No point in keeping the milk in the freezer when it can be consumed.

Papaya enzyme is great too. We eat here. I buy papayas to make smoothie (organic strawberry, organic banana, papaya, mango--the last two don't have to be organic and anyway organic for them is almost impossible to find)

I clean the seeds in the papaya, dry them gently (don't want to cook those enzymes) in the oven and put them in a pepper grinder. They're slightly peppery, quite delicious.

ANYTHING you can do to enhance your physical being will enhance your daughter's at this point. We recently went to grassfed beef and cheese to increase Omega 3 and CLA (conjugated linoleic acid-- anticancer compound) among other health benefits. One of which is less saturated fat.

I do believe that high quality animal flesh is important to human health.

Dr. Mercola is a great source of detailed dietary info:


Procreate, Lactate, Disseminate!

post #298 of 567
Thread Starter 

Glad to help, Chris...

..didn't know what PCOS is but I do now:


Excess insulin sounds like insulin resistance. This is something that I discovered (in the course of researching my wife's borderline hypothyroidism brought on by "excessive" nursing, ie mineral loss, on the part of my son) can be linked to Vit. D deficiency. Here's a sample of what you can read with a "insulin resistance Vitamin D" search. This one mentions PCOS:


Here are the subtleties of getting enough Vit.D from the sun-- the most bioactive form:


Do what you like, I'm just giving feedback, but the no meat diet cocnerns me.

Check out the above link to Dr. Mercola. I've recently found a source of grassfed beef that is fantastic and seems relatively inexpensive at least when compared to fish (I've been a grad student and am fully sympathetic to those low income issues):


Now, we've bought the family sampler (those grad school years are 10 years back) and it's fantastic. But on the last order I bought some of the stock/soup bones for $2/lb. There's alot of meat on them--it's a small circle of bone with a large ring of meat around it. VERY tasty and I can't think of a more nutritious meal than my whole grain barley (NOT pearled), beef veg soup made with them.

What the conventional food industry has done to beef is simply a crime.
Grassfed beef, as Nature intended it, is life-promoting goodness, plain and simple.

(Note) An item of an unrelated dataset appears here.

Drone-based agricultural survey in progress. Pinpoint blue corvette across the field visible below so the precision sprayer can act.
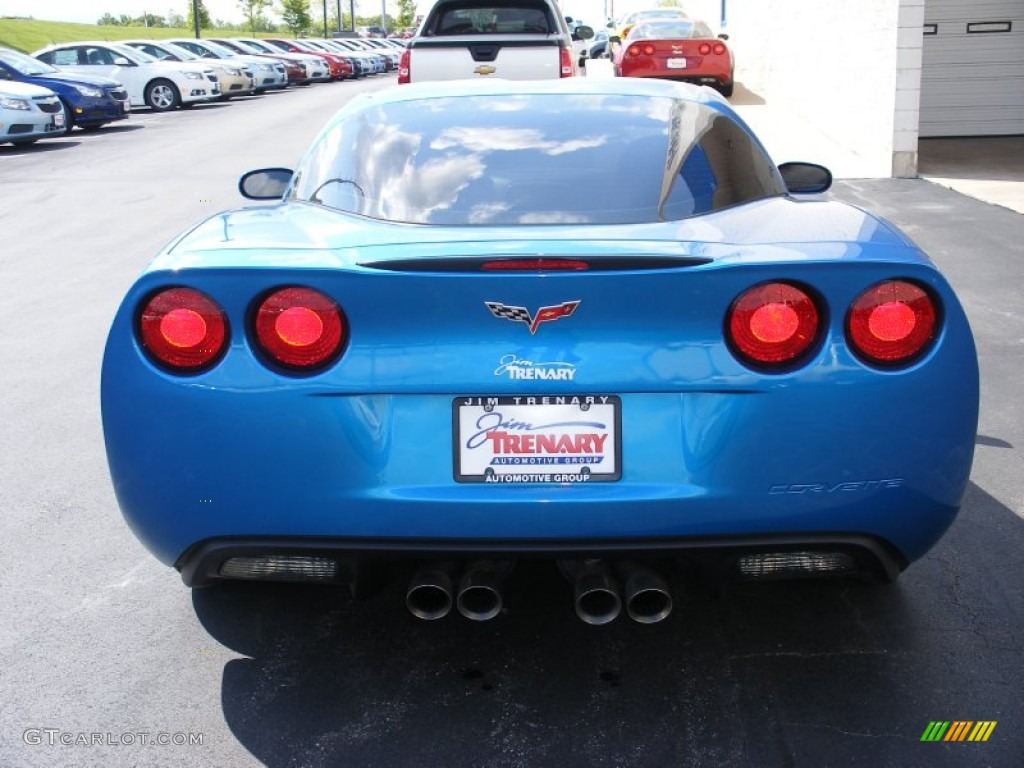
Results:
[102,78,978,624]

If you do move to the Triangle, let me know. We're in Chatham county just south of Chapel Hill where the livin' is much cheaper and more spacious and beautiful than any area around us. There is a sustainable agriculture movement that promotes a great farmer's market in Carrboro as well as a food coop-- Weaver St. I've met the chickens whose eggs we eat, and as soon as I can get it arranged, will meet the cow for our milk.

Procreate, Lactate, Disseminate!

post #299 of 567
Hey Ray,
When are you coming over to the NT thread? Sounds like you have lots to offer there too!

post #300 of 567
Thank you, thankyou for starting this thread and continuing to provide lactation education. I'm determined to make breastmilk yogurt for my little one. Can I eat yogurt made from cow's milk since I'm still nursing her? If I eat cheese or drink milk she vomits upon drinking my next pump. What do you think?